Pompey set to continue ugly approach

Pompey boss Paul Cook Picture: Joe Pepler
Pompey boss Paul Cook Picture: Joe Pepler

PAUL COOK is preparing to continue with an ugly approach at Exeter.

But the Pompey boss explained he is loathe to go too far down the road of playing a direct game, as his side travel to St James Park.

Cook’s side look to pick up back-to-back wins in the league for just the fourth time this season tonight.

The Blues boss has built a reputation for an expansive footballing philosophy, which has been employed in his time at Fratton Park.

Pompey went down the route of less subtle approach, however, to pick up a big three points against Cambridge United on Saturday.

And with Gary Roberts, Adam McGurk and Michael Smith in the treatment room, that’s set to continue against the Grecians.

Cook said: ‘We’re trying to play the game the right way.

‘We are becoming victims, let’s have it right, of that.

‘That’s what the supporters are missing out on.

‘We are trying to play the game in the correct way.

‘We are trying to bring our players up the right way – with the thought of winning football matches the right way.

‘Unfortunately, there are a lot of teams who don’t want to do that.

‘That’s the reality of the game. We have to cop on to that a bit.

‘We have to have the quality to win games. Even if we play like them.

‘It might not be as enjoyable to watch to allow us to win a few games.

‘We will go that way a little bit, especially with players out injured.’

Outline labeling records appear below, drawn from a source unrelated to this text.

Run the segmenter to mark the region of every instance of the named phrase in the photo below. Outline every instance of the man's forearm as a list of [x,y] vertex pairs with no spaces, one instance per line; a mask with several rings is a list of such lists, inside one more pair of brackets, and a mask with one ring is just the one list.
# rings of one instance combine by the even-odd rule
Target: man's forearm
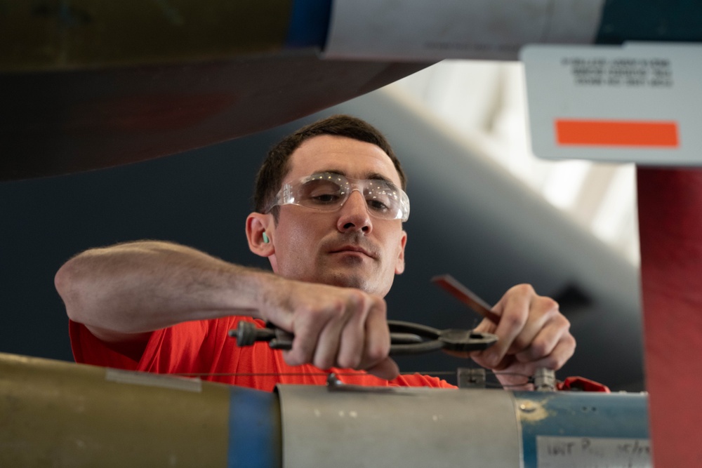
[[58,271],[55,285],[72,320],[98,335],[128,335],[254,314],[266,276],[272,275],[183,246],[145,241],[79,254]]

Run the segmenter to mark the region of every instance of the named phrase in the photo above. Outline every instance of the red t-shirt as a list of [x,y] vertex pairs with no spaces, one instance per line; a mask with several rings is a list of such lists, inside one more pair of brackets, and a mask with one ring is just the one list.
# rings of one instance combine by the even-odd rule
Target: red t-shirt
[[267,343],[237,347],[237,340],[230,337],[228,332],[235,329],[240,320],[263,326],[260,320],[241,316],[179,323],[153,332],[139,361],[111,349],[81,323],[69,321],[69,332],[73,356],[78,363],[189,375],[259,390],[272,391],[277,383],[324,385],[331,372],[351,385],[454,388],[437,377],[419,374],[400,375],[388,381],[357,370],[322,370],[309,364],[292,367],[285,363],[281,352],[271,349]]

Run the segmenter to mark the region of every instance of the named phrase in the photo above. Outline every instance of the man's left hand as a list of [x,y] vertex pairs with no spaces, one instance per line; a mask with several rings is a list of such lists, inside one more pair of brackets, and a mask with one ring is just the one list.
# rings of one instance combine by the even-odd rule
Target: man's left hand
[[575,351],[570,322],[550,297],[538,295],[529,284],[507,291],[492,308],[500,323],[484,319],[476,331],[494,333],[498,342],[470,356],[492,369],[507,389],[533,389],[529,377],[538,368],[557,370]]

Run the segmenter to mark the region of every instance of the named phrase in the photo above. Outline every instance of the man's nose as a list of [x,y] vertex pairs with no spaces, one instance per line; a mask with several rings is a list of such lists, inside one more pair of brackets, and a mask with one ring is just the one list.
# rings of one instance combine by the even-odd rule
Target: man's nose
[[354,189],[344,202],[339,211],[336,227],[342,232],[362,231],[364,234],[370,234],[373,230],[368,204],[360,190]]

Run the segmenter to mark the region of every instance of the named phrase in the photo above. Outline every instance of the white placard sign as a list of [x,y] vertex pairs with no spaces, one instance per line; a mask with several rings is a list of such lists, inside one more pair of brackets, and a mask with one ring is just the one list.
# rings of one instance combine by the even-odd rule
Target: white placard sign
[[529,46],[534,154],[702,166],[702,45]]
[[604,0],[333,0],[325,58],[517,60],[530,43],[591,44]]

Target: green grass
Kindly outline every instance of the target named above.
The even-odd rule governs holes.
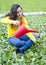
[[[30,28],[40,32],[40,38],[21,57],[16,55],[16,47],[7,40],[7,25],[0,24],[0,65],[46,65],[46,15],[26,18]]]
[[[0,13],[8,12],[14,3],[20,4],[24,12],[46,11],[46,0],[0,0]],[[30,28],[40,32],[40,38],[21,57],[8,42],[7,25],[0,24],[0,65],[46,65],[46,15],[26,18]]]
[[[24,12],[46,11],[46,0],[0,0],[0,13],[9,11],[14,3],[20,4]]]

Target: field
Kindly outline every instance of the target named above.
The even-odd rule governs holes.
[[[14,0],[15,2],[13,0],[10,2],[9,0],[5,0],[5,2],[2,1],[3,0],[0,0],[0,13],[9,11],[11,5],[17,0]],[[24,12],[46,11],[46,0],[35,0],[37,2],[36,4],[34,0],[31,2],[26,0],[22,1],[18,0],[16,3],[21,4]],[[27,6],[24,4],[26,2]],[[31,4],[31,8],[29,4]],[[11,45],[7,39],[7,25],[0,23],[0,65],[46,65],[46,15],[32,15],[26,16],[26,18],[30,28],[40,32],[39,38],[35,45],[25,51],[24,57],[16,55],[16,47]]]
[[[46,0],[0,0],[0,13],[9,11],[15,3],[20,4],[24,12],[46,11]]]

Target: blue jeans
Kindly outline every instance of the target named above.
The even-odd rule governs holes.
[[[10,37],[8,41],[14,46],[19,47],[19,50],[22,51],[27,50],[29,47],[31,47],[34,44],[34,42],[27,35],[23,35],[19,38]]]

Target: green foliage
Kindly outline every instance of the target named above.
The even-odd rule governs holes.
[[[24,57],[16,55],[16,47],[7,39],[7,25],[0,24],[0,65],[46,65],[46,15],[26,18],[30,28],[40,32],[40,38]]]
[[[9,11],[15,3],[20,4],[24,12],[46,11],[46,0],[0,0],[0,12]]]

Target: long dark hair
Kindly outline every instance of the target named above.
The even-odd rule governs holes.
[[[10,16],[10,19],[16,20],[17,19],[17,8],[18,7],[21,8],[21,6],[19,4],[13,4],[10,12],[6,16]]]

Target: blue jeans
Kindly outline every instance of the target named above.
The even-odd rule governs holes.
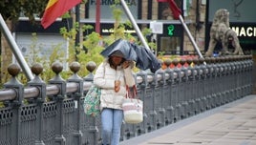
[[[102,144],[118,145],[120,139],[122,110],[104,108],[101,112]]]

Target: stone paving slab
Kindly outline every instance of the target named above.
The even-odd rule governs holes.
[[[256,95],[181,120],[120,145],[256,145]]]

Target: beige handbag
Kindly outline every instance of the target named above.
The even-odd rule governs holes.
[[[138,98],[136,86],[133,87],[133,93],[126,86],[126,92],[122,102],[124,121],[129,124],[140,123],[143,121],[143,101]]]

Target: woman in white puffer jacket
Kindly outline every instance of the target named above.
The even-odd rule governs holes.
[[[135,85],[132,68],[133,62],[126,61],[121,52],[116,51],[96,71],[94,84],[101,88],[103,145],[117,145],[119,142],[123,119],[122,99],[126,94],[126,85]]]

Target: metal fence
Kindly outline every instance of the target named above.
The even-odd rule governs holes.
[[[136,125],[123,123],[121,141],[252,92],[251,56],[163,62],[165,66],[171,63],[175,66],[172,69],[135,74],[139,96],[144,102],[144,120]],[[0,108],[0,145],[100,144],[100,118],[85,115],[82,106],[96,66],[89,67],[91,73],[85,77],[77,75],[79,67],[79,63],[72,63],[74,73],[64,80],[59,74],[62,66],[54,63],[52,68],[55,76],[46,83],[39,77],[43,68],[35,64],[32,67],[34,79],[25,86],[16,78],[20,69],[10,65],[11,78],[0,90],[4,104]]]

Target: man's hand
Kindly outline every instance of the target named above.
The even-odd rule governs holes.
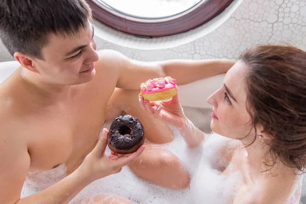
[[[135,152],[124,157],[113,152],[107,156],[105,149],[108,134],[108,131],[104,129],[96,147],[87,155],[79,167],[80,170],[84,171],[83,173],[92,181],[119,173],[123,166],[135,161],[145,148],[143,145]]]

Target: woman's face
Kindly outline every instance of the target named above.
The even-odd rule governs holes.
[[[246,71],[244,63],[237,62],[226,73],[222,86],[207,99],[213,106],[212,130],[232,139],[244,137],[252,130],[246,106]]]

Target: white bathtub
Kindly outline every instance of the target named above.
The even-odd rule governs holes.
[[[11,75],[19,66],[16,61],[9,61],[0,63],[0,83]],[[211,108],[211,106],[207,104],[206,100],[208,96],[217,90],[221,86],[224,74],[219,74],[213,77],[199,80],[186,85],[178,86],[180,98],[182,105],[184,107],[199,108]],[[200,93],[200,94],[195,95],[192,92]],[[185,109],[184,109],[185,110]],[[194,113],[194,112],[192,112]],[[203,121],[198,121],[200,123]],[[195,123],[195,124],[196,124]],[[112,176],[107,179],[112,178]],[[304,183],[304,181],[303,183]],[[305,193],[305,184],[303,184],[302,196]],[[85,189],[86,190],[86,189]],[[302,198],[302,200],[305,198]],[[300,203],[302,203],[301,200]]]

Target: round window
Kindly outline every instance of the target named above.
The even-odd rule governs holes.
[[[87,0],[98,21],[118,31],[150,38],[197,28],[234,0]]]

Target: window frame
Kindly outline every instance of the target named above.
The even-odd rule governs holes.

Ironically, Cook goes up against a manager tonight who largely preaches a similar approach to him in Exeter’s Paul Tisdale.

They have both stuck to philosophies of passing play, although the Pompey boss has now indicated he’s prepared to step away from that.

Cook knows, however, there is a danger of confusing his players if they go too far down the route of direct football.

‘It’s all different aspects,’ he said.

‘We’ve got a philosophy we believe and we like.

‘But every now and then we might have to come away from that a bit to win games.

‘Now and again we have to change.

‘People think we won’t change. We changed at Chesterfield.

‘We did for a month. We went 4-4-2 and got the ball forward quicker.

‘We will change, but can’t keep doing it because the players won’t know whether they are coming or going.

‘It’s not just a change of philosophy but the reality of the pitches we play on, too.

‘Once the sun comes out they usually pick up. We’ll see.

‘We have a belief and the players have brought into it. If we abandon it the players will doubt us.

‘I don’t think it’s good to keep chopping and changing systems.